The fact that all of this happened on one leg is even more remarkable, with reports emerging afterwards that Mousasi won the fight with a busted knee that will now require immediate surgery (Yahoo! Sports).

Talk about a memorable performance for your UFC debut.


Conor McGregor: Def. Marcus Brimage

It took McGregor just 67 seconds to go from starting a fight to celebrating wildly with an Irish flag—such was his dominance in UFC on Fuel TV 9.

McGregor came into the fight with a strong following and the belief that he could challenge Brimage, but few expected that he would do it in the way that he did. After all, Brimage is a solid fighter who was more than capable of challenging the young Irishman.

Or so we thought.

McGregor showed he is the real deal with a devastating victory here and will now look forward to his next fight, which could see him against some very strong fighters. But, having seen him thrive here, you'd have to think he'll be more than okay there as well.

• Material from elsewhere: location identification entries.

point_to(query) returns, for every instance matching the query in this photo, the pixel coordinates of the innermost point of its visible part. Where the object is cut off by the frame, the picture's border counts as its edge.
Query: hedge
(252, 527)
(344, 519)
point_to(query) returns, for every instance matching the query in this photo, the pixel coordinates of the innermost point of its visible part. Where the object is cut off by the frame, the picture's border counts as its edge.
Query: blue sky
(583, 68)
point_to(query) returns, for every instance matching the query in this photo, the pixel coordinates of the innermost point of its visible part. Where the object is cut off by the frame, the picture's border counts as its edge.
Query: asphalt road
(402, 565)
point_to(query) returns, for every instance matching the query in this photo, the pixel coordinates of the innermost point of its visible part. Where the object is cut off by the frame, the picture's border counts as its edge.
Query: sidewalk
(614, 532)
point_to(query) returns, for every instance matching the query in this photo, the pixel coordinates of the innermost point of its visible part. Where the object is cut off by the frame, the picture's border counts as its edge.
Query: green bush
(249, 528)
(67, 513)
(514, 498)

Matt Mitrione: Def. Philip De Fries

If you thought 67 seconds was quick, then the 19 seconds that Mitrione took to get past De Fries was just something else. And whilst many might want to point out that Mitrione didn't really do anything to get the win here, the reality was that this was a big performance.

Without a win in nearly two years of fights, Mitrione showed that he hasn't lost a step at the top level and that he is more than capable of mixing it with the best. What's more, he showed that understanding of the Octagon can be a real weapon moving forward—perhaps even enough to bring him out of his slump and into the winners circle once more.

A win is a win regardless of how it comes about, and Mitrione will gladly take the victory and the confidence that it will no doubt give him.